Considering it's beanstalk, a single missing right can mess easily an environment. Someone who would switch from the module default iam role to a custom one may stuck its environment since we implement too many policies.

[nitrocode]

A missing right? What do you mean? Do you mean a missing resource?

Why should it matter how many policies we apply? That shouldn't be causing issues

[florian0410]

When I'm talking about missing rights, it's in the case where the user use its own instance_profile or service role for beanstalk.

In the module defaults, we already defined basic requirements that ensure beanstalk get health status of applications and have rights for deploying.

But when a user choose to manage its own rights, we should consider the eventuality where he does not define correctly these and miss some rights he thought were not needed. Which can lead to beanstalk failing the deployment and rolling back then.

I'm not sure if I'm clear enough, maybe we could reach through slack if you prefer ?

[nitrocode]

The create_before_destroy lifecycle sounds like it could cause other problems. I'll defer to my teammates to see if they have any issues with it.

cc: @aknysh @jamengual

[florian0410]

/test all

[florian0410]

/test all

[florian0410]

Hello @nitrocode just fixed some things according to your suggestions.

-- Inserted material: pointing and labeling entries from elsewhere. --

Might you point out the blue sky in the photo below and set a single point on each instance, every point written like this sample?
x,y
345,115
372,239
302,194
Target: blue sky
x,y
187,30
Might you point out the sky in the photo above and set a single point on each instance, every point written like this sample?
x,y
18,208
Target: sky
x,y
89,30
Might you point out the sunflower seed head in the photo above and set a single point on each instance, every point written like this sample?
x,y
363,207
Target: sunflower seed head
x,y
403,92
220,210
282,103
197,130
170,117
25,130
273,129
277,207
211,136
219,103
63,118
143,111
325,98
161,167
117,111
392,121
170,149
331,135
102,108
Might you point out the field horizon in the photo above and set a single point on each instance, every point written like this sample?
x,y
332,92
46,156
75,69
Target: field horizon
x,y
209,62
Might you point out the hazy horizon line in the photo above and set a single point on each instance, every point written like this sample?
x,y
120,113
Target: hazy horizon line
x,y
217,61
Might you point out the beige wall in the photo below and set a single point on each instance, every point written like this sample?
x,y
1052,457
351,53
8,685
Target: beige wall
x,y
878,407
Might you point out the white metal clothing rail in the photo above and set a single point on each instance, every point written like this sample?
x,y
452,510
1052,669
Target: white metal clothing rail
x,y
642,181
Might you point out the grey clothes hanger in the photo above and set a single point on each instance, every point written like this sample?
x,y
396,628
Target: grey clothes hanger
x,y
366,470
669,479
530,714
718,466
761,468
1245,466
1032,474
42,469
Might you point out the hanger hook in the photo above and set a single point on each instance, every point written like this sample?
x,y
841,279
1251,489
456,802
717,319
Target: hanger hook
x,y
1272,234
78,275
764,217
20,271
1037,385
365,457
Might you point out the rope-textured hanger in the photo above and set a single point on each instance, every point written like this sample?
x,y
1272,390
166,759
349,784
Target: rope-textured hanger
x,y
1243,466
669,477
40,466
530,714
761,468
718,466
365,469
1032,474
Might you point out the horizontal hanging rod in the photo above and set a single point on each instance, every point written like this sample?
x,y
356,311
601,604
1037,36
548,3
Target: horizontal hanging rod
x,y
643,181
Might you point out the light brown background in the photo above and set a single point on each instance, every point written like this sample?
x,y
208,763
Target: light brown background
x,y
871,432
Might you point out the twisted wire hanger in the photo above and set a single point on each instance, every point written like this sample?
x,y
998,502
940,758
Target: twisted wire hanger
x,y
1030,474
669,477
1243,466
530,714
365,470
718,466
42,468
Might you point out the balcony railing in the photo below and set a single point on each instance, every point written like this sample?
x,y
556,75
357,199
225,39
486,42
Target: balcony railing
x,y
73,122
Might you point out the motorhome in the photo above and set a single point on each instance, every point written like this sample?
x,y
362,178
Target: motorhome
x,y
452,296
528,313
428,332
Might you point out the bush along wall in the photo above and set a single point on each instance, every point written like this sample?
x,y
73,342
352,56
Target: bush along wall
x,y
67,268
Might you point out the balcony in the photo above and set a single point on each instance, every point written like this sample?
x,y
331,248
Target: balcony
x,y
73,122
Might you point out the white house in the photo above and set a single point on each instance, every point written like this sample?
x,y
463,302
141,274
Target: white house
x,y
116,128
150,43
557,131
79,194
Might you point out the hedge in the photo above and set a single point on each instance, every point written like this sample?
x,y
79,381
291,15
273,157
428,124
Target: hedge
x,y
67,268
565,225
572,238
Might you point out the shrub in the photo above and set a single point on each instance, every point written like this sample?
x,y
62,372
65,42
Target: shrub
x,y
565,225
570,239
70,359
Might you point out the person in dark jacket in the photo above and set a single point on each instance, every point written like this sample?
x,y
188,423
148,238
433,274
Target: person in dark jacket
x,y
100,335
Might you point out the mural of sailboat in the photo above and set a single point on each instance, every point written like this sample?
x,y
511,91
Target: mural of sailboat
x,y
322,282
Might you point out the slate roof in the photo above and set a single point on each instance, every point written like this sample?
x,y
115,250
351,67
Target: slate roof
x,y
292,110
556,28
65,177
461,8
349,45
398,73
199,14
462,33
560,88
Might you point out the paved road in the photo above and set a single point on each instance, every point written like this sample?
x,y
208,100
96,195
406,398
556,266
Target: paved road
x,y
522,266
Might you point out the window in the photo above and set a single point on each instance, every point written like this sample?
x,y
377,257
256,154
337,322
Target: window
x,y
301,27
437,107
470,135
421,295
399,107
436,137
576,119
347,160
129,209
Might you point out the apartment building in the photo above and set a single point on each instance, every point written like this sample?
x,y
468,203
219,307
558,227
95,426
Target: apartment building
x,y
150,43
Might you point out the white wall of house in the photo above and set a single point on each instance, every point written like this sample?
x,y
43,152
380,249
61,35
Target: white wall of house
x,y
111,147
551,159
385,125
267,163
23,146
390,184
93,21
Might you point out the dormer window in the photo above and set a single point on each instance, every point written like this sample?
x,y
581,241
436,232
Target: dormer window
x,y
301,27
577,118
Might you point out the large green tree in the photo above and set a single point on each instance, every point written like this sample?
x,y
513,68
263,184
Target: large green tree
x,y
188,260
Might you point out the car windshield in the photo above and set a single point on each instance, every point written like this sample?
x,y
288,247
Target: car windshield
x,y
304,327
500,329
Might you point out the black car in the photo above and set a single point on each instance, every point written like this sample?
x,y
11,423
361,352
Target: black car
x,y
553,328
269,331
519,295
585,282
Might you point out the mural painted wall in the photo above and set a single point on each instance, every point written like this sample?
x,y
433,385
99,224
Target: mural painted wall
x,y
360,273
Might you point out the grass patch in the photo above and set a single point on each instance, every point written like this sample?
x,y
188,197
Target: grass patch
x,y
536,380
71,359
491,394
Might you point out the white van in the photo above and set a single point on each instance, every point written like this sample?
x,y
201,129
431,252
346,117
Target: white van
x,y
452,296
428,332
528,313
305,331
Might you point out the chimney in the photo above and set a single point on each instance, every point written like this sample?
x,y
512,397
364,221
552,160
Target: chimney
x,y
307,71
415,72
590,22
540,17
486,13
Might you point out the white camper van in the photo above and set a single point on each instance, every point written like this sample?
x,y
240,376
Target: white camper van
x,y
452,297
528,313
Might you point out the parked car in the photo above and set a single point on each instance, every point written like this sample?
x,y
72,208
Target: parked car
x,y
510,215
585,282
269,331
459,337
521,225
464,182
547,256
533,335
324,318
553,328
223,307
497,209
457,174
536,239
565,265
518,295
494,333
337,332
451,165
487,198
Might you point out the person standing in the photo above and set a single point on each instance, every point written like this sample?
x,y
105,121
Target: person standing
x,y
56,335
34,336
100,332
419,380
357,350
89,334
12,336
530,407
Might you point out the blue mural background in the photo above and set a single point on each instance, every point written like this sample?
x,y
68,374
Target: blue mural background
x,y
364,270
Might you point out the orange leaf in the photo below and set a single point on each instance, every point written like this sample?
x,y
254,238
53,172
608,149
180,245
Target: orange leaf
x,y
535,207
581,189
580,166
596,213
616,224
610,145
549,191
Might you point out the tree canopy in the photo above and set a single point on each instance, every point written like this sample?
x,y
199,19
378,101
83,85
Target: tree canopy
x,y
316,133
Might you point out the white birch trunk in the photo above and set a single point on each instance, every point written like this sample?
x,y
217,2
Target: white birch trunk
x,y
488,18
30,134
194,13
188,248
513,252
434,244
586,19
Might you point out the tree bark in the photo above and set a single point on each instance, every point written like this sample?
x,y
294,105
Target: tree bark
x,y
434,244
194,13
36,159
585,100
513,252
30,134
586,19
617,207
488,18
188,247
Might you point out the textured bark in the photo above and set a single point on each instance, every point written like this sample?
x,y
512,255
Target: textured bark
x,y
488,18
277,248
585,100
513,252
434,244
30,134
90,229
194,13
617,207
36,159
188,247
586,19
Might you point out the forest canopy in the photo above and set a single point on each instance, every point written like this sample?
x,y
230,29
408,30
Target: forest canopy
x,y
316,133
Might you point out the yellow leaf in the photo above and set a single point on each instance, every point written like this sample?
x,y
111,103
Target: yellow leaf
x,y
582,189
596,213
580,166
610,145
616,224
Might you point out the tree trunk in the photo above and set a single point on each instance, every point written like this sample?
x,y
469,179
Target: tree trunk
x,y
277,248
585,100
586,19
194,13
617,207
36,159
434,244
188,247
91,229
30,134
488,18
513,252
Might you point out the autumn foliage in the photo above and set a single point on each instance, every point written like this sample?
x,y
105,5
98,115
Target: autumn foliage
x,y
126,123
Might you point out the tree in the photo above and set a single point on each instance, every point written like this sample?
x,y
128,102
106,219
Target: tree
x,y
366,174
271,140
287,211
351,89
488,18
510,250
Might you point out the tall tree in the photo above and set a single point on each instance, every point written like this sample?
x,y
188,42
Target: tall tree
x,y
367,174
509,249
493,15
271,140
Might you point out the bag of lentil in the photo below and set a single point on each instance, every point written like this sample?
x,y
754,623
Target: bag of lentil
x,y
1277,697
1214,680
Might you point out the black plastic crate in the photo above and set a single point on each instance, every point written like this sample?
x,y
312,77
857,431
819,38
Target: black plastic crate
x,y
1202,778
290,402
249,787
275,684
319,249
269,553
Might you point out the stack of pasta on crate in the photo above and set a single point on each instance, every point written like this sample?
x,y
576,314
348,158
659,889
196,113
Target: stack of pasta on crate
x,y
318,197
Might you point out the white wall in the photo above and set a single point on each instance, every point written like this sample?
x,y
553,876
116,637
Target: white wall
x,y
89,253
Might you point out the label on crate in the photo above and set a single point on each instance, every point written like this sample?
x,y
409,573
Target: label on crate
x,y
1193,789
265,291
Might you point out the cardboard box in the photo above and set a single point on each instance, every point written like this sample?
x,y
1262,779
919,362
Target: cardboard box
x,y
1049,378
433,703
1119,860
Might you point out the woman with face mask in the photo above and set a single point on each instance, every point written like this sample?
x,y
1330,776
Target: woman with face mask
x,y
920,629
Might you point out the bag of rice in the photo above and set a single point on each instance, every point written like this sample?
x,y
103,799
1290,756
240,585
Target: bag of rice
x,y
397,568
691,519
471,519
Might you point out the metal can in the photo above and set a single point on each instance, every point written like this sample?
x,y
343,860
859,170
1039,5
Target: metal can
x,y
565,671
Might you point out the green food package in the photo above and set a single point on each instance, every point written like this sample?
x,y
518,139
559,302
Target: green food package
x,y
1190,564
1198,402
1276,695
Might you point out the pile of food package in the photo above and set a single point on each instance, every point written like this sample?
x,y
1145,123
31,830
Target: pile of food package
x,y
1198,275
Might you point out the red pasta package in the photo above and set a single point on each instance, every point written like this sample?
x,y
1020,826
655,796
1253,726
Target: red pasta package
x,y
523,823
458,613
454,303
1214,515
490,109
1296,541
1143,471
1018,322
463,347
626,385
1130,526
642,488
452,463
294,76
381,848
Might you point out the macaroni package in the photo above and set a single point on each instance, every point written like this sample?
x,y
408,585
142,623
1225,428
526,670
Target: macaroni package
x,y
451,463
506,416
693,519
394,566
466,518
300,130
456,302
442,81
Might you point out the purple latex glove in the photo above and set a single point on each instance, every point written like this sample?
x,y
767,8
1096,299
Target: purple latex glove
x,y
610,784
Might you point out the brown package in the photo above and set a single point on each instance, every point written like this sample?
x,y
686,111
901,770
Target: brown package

Is the security groups feature still blocking MR in this repository ?

[mergify]

This pull request is now in conflict. Could you fix it @florian0410? 🙏

[aknysh]

@florian0410 please resolve the conflicts

[aknysh]

@florian0410 please resolve the conflicts

[lbeltramino-uala]

@florian0410 please resolve the conflicts!

[lbeltramino]

@florian0410 please resolve the conflicts!

[damiromero-uala]

please resolve the conflicts! we need this

[Gowiem]

@lbeltramino-uala @lbeltramino @damiromero-uala -- At this point, I think @florian0410 is likely too busy and isn't likely to pick this one up. I would highly suggest that one of you take his work and create a new branch, work through the conflicts, and PR that. I would be happy to review, so please add me as a reviewer if you choose to do so. Thanks!